Municipio Roma IX is the ninth administrative subdivision of Rome (Italy).

It was established by the Capitoline Assembly with Resolution no. 11 of 11 March 2013 and replaces Municipio Roma XII (former "Circoscrizione XII").

Geography 
It is located in the southern area of the city and includes the Decima-Malafede and the Laurentino-Acqua Acetosa nature reserves.

Historical subdivisions 
In the territory of the municipio there are the following districts of Rome:
Quarters
 Q. X Ostiense (partially), Q. XXXI Giuliano-Dalmata and Q. XXXII Europa.

Zones
 Z. XXII Cecchignola (partially), Z. XXIII Castel di Leva (partially), Z. XXIV Fonte Ostiense, Z. XXV Vallerano, Z. XXVI Castel di Decima, Z. XXVII Torrino, Z. XXVIII Tor de' Cenci, Z. XXIX Castel Porziano (partially), Z. XXXI Mezzocammino and Z. XXXIX Tor di Valle.

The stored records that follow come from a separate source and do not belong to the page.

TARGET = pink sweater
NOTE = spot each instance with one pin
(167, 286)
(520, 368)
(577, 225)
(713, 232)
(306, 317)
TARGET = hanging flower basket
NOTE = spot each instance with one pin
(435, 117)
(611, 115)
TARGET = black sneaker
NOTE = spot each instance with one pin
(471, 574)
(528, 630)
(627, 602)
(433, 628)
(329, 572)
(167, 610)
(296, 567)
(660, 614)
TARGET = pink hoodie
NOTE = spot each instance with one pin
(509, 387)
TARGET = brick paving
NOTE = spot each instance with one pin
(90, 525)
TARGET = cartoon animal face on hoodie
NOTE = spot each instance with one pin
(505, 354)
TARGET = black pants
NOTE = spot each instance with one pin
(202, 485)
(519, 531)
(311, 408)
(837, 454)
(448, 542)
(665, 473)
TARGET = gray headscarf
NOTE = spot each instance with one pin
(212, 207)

Administrative subdivisions 
The urban subdivision of the territory includes the thirteen urban zones of the former Municipio Roma XII; the population is distributed as follows:

Frazioni 

The following frazioni of Rome are included in the area of the Municipio:
 Castello della Cecchignola, Fonte Laurentina, Mostacciano, Tor de' Cenci, Spinaceto and Vitinia.

Culture

Cinemas 
 Eurcine, in Via Liszt.
 Stardust Village, in Via di Decima.